И к великому изумлению Казановы, Вольтер начал читать наизусть, в подлиннике, отрывки из 34-й и 35-й песни поэмы Ариосто, именно те места, где происходят беседы Астольфа с апостолом Иоанном. Вольтер читал верно, точно, не пропуская ни одного стиха, не делая ни одной ошибки в произношении стихов. Потом он ярко выставил все прелести ариостовского стиха. Казанова был вне себя от удивления. Это была настоящая лекция об Ариосто, с учеными комментариями, которая сделала бы честь любому итальянскому ученому критику.

— Я изумлен, — воскликнул он, — и я оповещу о моем изумлении всю Италию!

— А я, в свою очередь, — сказал Вольтер, — оповещу всю Европу о том, что считаю себя обязанным восстановить значение одного из величайших гениев, каких она произвела.

По окончании чтения г-жа Дени, племянница Вольтера, спросила Казанову, что он думает о цитированных местах поэмы, считает ли их самыми лучшими.

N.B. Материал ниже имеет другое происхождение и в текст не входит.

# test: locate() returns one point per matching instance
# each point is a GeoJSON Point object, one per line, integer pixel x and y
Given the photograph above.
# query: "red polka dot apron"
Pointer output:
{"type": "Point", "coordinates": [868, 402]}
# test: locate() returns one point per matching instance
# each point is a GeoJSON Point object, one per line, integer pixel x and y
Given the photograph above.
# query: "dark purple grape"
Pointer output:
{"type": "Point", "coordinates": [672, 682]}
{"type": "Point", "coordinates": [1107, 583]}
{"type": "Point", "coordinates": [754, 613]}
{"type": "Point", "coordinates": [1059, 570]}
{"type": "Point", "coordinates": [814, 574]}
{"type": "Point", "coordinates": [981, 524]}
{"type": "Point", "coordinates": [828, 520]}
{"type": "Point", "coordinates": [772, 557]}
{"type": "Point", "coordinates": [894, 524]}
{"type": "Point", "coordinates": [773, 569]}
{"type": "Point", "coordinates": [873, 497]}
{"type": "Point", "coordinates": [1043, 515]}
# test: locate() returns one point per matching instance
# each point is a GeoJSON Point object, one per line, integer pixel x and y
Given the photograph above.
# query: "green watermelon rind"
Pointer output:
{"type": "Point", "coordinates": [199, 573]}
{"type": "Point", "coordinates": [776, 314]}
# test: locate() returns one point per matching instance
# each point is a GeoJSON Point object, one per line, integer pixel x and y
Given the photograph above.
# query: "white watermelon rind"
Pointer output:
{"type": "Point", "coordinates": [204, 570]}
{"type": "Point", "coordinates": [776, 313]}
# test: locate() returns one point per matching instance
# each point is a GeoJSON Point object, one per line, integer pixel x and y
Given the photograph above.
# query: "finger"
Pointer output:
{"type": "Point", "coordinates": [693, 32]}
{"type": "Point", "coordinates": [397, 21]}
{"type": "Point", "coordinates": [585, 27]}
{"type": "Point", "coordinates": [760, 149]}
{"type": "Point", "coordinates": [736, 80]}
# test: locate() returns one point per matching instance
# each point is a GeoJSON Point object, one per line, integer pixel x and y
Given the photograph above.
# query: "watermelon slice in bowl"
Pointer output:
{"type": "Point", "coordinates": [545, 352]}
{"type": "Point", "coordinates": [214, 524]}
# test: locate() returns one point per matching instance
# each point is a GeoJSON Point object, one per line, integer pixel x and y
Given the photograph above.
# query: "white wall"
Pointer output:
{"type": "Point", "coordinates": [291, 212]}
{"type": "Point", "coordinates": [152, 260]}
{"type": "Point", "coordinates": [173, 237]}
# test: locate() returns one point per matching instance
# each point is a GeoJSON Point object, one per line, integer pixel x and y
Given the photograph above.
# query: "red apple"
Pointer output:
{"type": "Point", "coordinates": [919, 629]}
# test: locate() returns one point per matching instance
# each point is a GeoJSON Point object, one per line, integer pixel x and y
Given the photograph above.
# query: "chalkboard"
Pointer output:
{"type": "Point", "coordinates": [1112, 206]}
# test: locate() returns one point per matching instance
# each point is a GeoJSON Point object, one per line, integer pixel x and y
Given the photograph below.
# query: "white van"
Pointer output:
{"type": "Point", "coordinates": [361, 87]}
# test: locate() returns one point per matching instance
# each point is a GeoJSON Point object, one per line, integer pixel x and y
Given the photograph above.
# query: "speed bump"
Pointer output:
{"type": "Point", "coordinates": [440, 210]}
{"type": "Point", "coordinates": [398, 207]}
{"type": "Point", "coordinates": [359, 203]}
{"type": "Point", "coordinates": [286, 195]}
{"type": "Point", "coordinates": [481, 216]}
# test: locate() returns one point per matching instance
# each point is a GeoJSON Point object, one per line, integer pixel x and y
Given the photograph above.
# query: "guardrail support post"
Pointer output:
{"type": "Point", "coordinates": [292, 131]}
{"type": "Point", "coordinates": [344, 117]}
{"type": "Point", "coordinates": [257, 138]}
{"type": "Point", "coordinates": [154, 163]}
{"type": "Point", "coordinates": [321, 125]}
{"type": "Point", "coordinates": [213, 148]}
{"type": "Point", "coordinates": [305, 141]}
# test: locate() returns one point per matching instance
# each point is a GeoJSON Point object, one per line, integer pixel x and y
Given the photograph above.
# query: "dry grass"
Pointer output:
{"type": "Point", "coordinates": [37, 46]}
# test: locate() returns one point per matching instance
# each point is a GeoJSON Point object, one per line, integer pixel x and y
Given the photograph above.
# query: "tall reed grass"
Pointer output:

Казанова отвечал, что эти места прекрасны, но не самые лучшие, и на вопрос Вольтера, какое место поэмы он считает самым блестящим, он отвечал:

— Тридцать шесть последних стансов 23-й песни, в которых поэт описывает, как Роланд сходит с ума. С тех пор, как мир существует, никто еще не знал, как именно люди сходят с ума, кроме Ариосто, который сам помешался к концу своей жизни. Эти стансы производят ужасающее впечатление, и вы сами, г. Вольтер, я уверен в том, читали их с трепетом.

— Да, я вспоминаю эти стихи. Они внушают ужас к чувству любви. Надо будет их перечитать.

Г-жа Дени предложила Казанове прочесть это место, и он изъявил согласие.

— А вы дали себе труд даже выучить это место наизусть? — спросил его Вольтер.

— Скажите лучше удовольствие, потому что какой же это труд? Начиная с пятнадцатилетнего возраста, я редкий год не прочитывал Ариосто по два и по три раза. Это обратилось у меня в настоящую страсть, и нет ничего мудреного, что поэма отчеканилась у меня в памяти механически, без малейшего усилия. Я знаю ее всю, за исключением разве только длинных родословных да исторических тирад — и утомительных, и не затрагивающих сердца. Из других поэтов я с таким же рвением читал только Горация; но его послания часто имеют самый прозаический оборот, так что в этом отношении даже Буало стоит выше него.

Племянница Вольтера приступила к Казанове с настойчивою просьбою прочесть те 36 стихов Ариосто, которые наш герой считал лучшими в его знаменитой поэме. Казанова начал свою декламацию. На него это место поэмы всегда производило большое впечатление, на этот же раз особенность обстановки подействовала на него до такой степени, что при последнем стихе он и сам не мог сдержать хлынувших слез, да и все слушатели расчувствовались и плакали, даже рыдали. Вольтер с жаром обнял искусного декламатора.

— Я всегда утверждал, — проговорил Вольтер, — что весь секрет, чтобы заставить людей плакать, состоит в том, чтобы самому заплакать. Только надо, чтобы слезы были искренние, настоящие, чтобы душа была глубоко растрогана. Благодарю вас, — прибавил он, обращаясь к Казанове и снова обнимая его, — и обещаю завтра же продекламировать вам это место и расплакаться так же, как вы сегодня.

И он сдержал слово.

— Странно, — заметила г-жа Дени (племянница Вольтера), что столь нетерпимый Рим до сих пор не занес певца Роланда в свой «Index» (список запрещенных книг).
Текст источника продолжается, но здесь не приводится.